A debate on Sprints' use of GSRs in its backbone expansion leads to criticism of UUNETs investment in Juniper and continued reliance on ATM. Finally at the end of September there was an interesting conversation between Sean Doran and Sean Donelan on the locality of traffic that backbones must deal with and consequently where aggregation should take place. On October 2 and 3rd Donelan also posted useful information about the validity of NOC contacts for 36 North American backbones.

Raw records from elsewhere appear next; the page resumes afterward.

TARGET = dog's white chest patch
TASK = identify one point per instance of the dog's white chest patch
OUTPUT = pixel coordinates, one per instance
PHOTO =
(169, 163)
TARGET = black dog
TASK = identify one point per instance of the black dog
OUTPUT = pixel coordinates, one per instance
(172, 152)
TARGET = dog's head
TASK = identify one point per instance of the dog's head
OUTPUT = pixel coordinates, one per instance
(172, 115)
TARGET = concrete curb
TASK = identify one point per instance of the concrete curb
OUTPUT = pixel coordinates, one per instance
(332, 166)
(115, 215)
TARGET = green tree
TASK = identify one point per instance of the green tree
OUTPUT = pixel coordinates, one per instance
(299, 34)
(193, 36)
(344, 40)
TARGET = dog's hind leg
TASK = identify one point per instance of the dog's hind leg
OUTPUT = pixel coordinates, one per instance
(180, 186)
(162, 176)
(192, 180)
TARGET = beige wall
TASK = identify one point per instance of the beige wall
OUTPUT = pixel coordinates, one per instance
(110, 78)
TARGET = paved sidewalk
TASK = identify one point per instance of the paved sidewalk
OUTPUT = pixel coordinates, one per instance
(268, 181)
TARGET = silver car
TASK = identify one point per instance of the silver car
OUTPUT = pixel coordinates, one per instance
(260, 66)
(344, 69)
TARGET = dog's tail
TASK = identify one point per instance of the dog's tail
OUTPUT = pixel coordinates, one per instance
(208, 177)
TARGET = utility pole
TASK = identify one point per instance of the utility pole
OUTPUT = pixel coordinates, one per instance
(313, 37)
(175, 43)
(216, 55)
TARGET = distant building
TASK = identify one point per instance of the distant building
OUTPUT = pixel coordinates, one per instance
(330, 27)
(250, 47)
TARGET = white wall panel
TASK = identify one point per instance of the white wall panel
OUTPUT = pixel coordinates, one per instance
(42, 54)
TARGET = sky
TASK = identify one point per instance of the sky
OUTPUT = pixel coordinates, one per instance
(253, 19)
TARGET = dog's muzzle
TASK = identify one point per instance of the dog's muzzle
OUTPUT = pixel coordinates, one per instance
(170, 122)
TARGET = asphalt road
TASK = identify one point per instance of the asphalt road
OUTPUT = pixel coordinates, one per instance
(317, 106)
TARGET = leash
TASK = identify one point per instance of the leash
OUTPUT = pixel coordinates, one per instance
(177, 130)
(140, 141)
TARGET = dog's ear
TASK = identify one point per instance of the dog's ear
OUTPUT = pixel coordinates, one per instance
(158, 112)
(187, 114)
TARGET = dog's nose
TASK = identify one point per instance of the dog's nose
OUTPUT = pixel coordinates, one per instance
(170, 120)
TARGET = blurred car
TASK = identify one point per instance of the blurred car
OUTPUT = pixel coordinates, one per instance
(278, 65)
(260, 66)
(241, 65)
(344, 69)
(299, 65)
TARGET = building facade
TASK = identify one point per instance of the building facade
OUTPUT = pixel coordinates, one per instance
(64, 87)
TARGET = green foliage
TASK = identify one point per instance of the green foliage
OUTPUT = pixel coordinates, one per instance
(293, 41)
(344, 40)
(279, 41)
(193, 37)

A Look at the .us Domain, p.20

The .us domain is changing but it still is not commercially viable. Article to be concluded in December issue.

Editorial on NTIA Handling of the DNS NOI, pp. 21 -22, 24

After being established to deal with the "threat" that the IAHC effort on Domain Names was perceived to represent, the NTIA led task force is likely to endorse the IAHC process with some limited changes. This very strange change course in the direction of federal policy reflects a Brain Kahin and Mike Nelson policy draft that ignores much of the Congressional testimony from the end of September and misses the most fundamental issues of how to adopt domain reform with the least disruption possible to American stakeholders. Indeed, it is such a 180 degree turn in policy on the part of the administration that we wonder what could possibly motivate it. Noting that ITU secretary general Pekka Tarjanne has just stated in an interview that the ITU would indeed like to perform internet governance functions and might want to get involved in content, we wonder alound if the Administration believes that it can execute an end- run around Congress by asking the ITU to mandate key escrow encryptiion for member states who use the Internet.